Solo imaginarlo me hacía sentir enferma. Él llegaría y me encontraría así—angustiada, extraña, perdida en pensamientos que ya no podía ocultar. Y tendría que decirle la verdad, aunque no sabía cómo pronunciarla sin que nos destruyera. Sé que me dijo que me apoyaría en todo, pero ¿quién podría hacerlo frente a una verdad así? Su miedo crecería aún más; pensaría que lo abandonaría por eso, por esa vida que no comparte conmigo, por esos sentimientos que no dejaban de crecer. Compartíamos el mismo miedo, y tal vez él tendría razón: ¿y si, después de todo lo que hemos luchado, estos sentimientos crecieran más de lo que ya estaban creciendo, hasta un punto en el que ya no dependiera de mí y yo decidiera irme?
Y lo peor, lo que más me aterraba, era cuánto iba a resistir Alex si esta verdad lo destruía, si necesitara un espacio… aunque fuera temporal, aunque fuera para siempre. ¿Cómo iba a seguir si su mundo se tambaleaba con lo que yo debía contarle?
Me dejé caer en el sillón y abracé las rodillas contra mi pecho. Las horas pasaron lentas, pesadas, mientras escuchaba el eco de mis propios pensamientos. Afuera la tarde empezaba apagarse, y dentro de mí solo crecía una ansiedad que me retorcía el estómago. Miré el reloj varias veces sin realmente ver la hora.
Esperé. Esperé hasta que el silencio se volvió insoportable. Esperé hasta que el sonido de la llave en la puerta me sacó del trance.
Había pasado horas aguardando su regreso del entrenamiento—un deporte que, en este momento, ni siquiera lograba recordar cómo se llamaba. No importaba. Nada de la vida cotidiana parecía relevante ante lo que había visto, ante lo que traía clavado en el alma.
Las llaves sonaron antes de girar en la cerradura. Ese sonido, tan habitual, me atravesó como un golpe seco. Me limpié la cara con la manga, aunque sabía que el temblor de mis manos me delataba igual.
La puerta se abrió.
—Llegué… —anunció Alex con su voz cansada, arrastrando un suspiro largo después del entrenamiento.

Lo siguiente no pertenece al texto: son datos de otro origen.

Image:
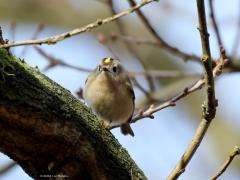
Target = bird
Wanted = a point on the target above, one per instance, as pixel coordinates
(109, 93)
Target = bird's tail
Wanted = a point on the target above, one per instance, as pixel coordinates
(126, 129)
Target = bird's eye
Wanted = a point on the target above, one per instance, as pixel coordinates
(114, 69)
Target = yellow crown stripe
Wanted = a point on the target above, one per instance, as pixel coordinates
(107, 60)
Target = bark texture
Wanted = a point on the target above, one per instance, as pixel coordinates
(50, 133)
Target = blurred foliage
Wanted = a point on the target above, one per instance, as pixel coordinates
(76, 13)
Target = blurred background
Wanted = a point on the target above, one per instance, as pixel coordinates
(158, 143)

Lo escuché caminar por el pasillo. Cada paso retumbaba en mi pecho, un golpe que me recordaba que la verdad que llevaba dentro no podía quedarse callada por mucho más tiempo. Me acerqué al borde del sillón, tratando de anclarme a algo, y dejé escapar un suspiro tembloroso que ni yo misma había notado.
Su sombra se deslizó por el umbral del living, proyectándose contra la luz que entraba desde la ventana. Ya estaba casi allí. Él estaba a punto de cruzar la puerta.